1

La maison, ce lieu de vie où l’on passe, où l’on repasse,
où l’on s’arrête, où il fait bon être. Cette chaleur, ces vapeurs,
ces odeurs qui nous étourdissent. Un mot, des mots, des cascades de rires, des pleurs aussi, une accolade et de la chaleur encore. On oublie, on s’oublie, on se blottie et très vite
on est reparti pour mieux revenir.


La maison, par ses couleurs, par les déclinaisons rythmiques de l’espace, par sa respiration, ce lieu de vie trahit les hôtes qui se dénudent au regard de l’étranger, celui que
l’on invite, que l’on incite, que l’on quitte.


La maison,
que l’on ouvre comme une offrande visuelle,
une porte entrebâillée sur une intimité latine colorée de pudeur, teintée de parfums épicés, de paroles chuchotées et de quelques récits de nos grands-mères au libertinage amnésique.

La maison,
lieu du secret, du non-dit et de cette culpabilité qui nous vient d’un dehors, d’un ailleurs et d’un au-delà, sera
t-on lesquels, obsessionnelle à souhait mais qui nous lâchera
un jour et pour toujours.

La maison,
des détails de sa vie que l’on offre à l’autre,
aux autres, comme une histoire que l’on raconte.
Comme un parcours visuel, comme des images, comme des chemins multiples à choisir.
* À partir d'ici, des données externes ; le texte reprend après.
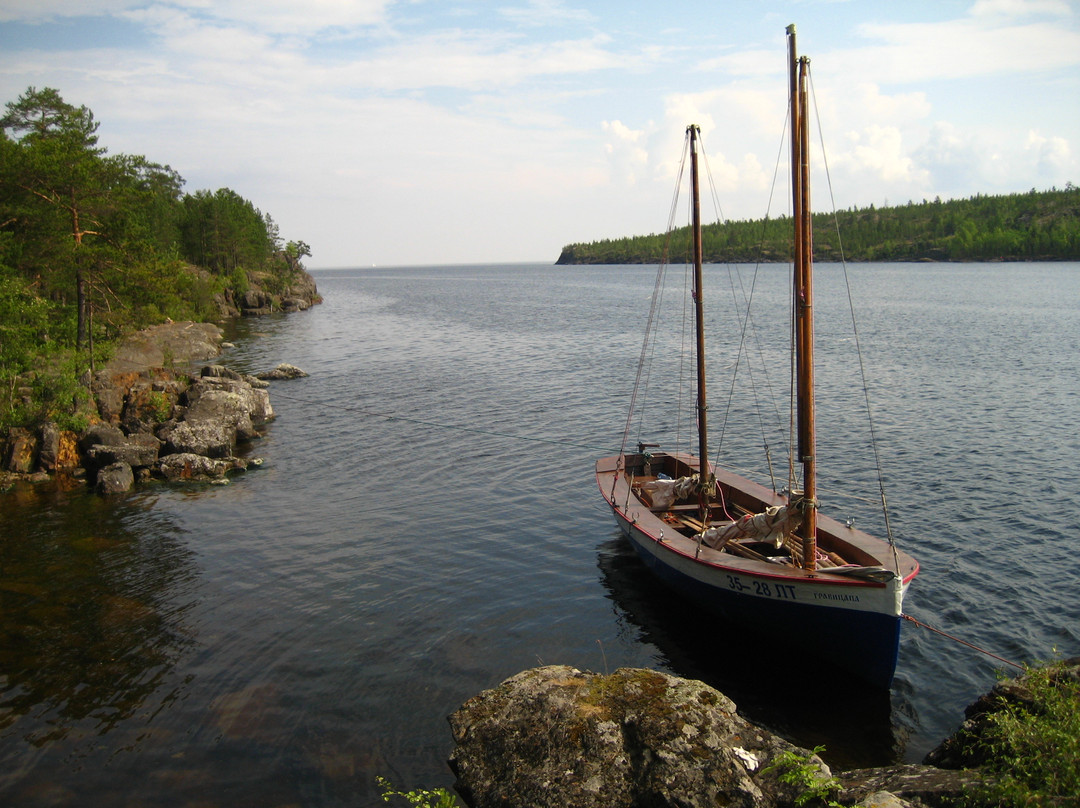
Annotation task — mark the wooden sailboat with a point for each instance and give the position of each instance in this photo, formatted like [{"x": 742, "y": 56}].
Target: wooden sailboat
[{"x": 761, "y": 559}]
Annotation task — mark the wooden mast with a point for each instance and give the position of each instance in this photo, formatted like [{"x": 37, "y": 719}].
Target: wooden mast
[
  {"x": 704, "y": 479},
  {"x": 804, "y": 300}
]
A chacun sa propre musicalité chromatique et sonore.

2

La maison,
des détails de sa vie que l’on s’offre à soi-même.
Livre ouvert sur hier et avant-hier. Un objet, une couleur que l’on ne voit plus et qui un jour nous interpellent on ne sait pourquoi.
Le détail comme stimulus.
Le détail déclenche le décor et le scénario refoulés. Le décor devient trace mentale et empreinte sur de la terre mouillée. Source de sensations et d’émotions sensuelles.

La maison,
comme lieu de vie, comme amour qui se décline photographiquement, du négatif au positif, du noir et blanc à
la couleur, du mat au brillant. Révélateur d’une naissance.
Un travail de couture, un fil qui se tisse à quatre mains,
qui s’emmêle pour mieux se démêler et s’entrelacer.

La maison,
comme la sienne, sa propre maison avec
sa différence, sa propre décoration, ses choix, ses harmonies,
ses contrastes et ses couleurs qui donnent un sens, du sens
à sa propre vie.
La décoration
comme carte d’identité.
La décoration
comme des cartes à jouer que l’on peut mélanger à souhait juste comme ça, parce que c’est dimanche et pas
un autre jour. La décoration comme un puzzle, où l’objet trouve
sa place parce que c’est la sienne et pas une autre.
Des objets bavards, taquins qui nous regardent droit dans
les yeux rien que pour nous revêtir de notre présent …
Et faire quelques pas vers la poésie de l’espace.